The exception? If someone I know (or trust online) tells me a tool is getting them good results, I’ll give it a shot.
Instead of thinking, “What tool can help administrators (or teachers)?” …
… I’d rather ask “What task do I need to do, and can an AI assistant help with it? (And if not, is there something else?)”
The educator AI apps are OK, but …
Your big all-encompassing educator tools will support administrators. The big three in my mind right now are:
Brisk Teaching (briskteaching.com)
SchoolAI (schoolai.com)
MagicSchool (magicschool.ai)
All three have teacher tools (with some tools for admins) that’ll let you fill in a few blanks and it’ll generate something for you.

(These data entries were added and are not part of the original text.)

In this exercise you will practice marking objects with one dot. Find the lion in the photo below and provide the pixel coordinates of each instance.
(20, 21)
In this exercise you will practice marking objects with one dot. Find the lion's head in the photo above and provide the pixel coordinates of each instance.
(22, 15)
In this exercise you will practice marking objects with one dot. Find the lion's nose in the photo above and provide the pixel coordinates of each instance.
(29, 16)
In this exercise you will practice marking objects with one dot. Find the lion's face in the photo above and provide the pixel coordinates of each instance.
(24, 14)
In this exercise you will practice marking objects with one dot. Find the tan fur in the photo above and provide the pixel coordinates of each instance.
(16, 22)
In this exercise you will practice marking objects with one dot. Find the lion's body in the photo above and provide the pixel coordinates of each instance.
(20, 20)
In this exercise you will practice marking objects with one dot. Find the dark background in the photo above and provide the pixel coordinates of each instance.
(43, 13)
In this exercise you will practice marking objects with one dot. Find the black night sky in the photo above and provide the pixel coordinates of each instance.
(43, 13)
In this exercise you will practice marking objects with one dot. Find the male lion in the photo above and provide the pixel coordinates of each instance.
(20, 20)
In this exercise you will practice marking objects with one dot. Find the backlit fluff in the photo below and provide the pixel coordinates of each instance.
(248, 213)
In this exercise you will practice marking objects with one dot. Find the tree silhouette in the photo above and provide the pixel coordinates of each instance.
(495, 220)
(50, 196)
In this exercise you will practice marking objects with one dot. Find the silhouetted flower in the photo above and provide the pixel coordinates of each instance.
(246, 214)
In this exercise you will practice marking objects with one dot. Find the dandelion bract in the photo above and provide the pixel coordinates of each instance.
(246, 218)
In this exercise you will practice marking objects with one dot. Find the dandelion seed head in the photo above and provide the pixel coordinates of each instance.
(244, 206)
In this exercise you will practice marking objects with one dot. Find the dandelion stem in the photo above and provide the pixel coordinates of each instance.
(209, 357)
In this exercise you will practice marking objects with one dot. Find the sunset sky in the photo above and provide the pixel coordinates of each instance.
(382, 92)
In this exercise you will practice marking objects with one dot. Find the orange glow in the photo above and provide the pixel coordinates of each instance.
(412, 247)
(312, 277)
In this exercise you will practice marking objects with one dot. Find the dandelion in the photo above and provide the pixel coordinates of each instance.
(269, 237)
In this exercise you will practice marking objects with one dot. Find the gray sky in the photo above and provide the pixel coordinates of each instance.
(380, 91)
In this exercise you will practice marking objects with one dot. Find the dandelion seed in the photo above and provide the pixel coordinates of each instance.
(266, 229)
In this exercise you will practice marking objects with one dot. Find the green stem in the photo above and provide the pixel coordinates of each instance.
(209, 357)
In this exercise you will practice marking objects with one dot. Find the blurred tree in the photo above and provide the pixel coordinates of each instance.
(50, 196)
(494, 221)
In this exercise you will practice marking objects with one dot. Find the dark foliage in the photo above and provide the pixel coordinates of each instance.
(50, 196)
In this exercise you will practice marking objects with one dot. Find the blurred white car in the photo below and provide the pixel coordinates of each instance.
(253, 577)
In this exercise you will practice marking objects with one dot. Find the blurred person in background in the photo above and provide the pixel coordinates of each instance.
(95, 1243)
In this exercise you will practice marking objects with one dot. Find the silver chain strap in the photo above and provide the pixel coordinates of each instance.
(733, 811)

Examples: emails, letters of recommendation, newsletters, observation notes, PD plans, etc. (In fact, MagicSchool has an “admin” category in its teacher tools section with 18 quick-use tools.)
A few problems with leaning too hard on these …
You’re not really learning how to prompt AI effectively.
It’s transactional (fill in blanks, get resource) … so you’re not really learning how AI works by just filling in blanks.
The responses can be really general … too general to be helpful sometimes.
Instead, let’s learn how to do some specific things with specific tools …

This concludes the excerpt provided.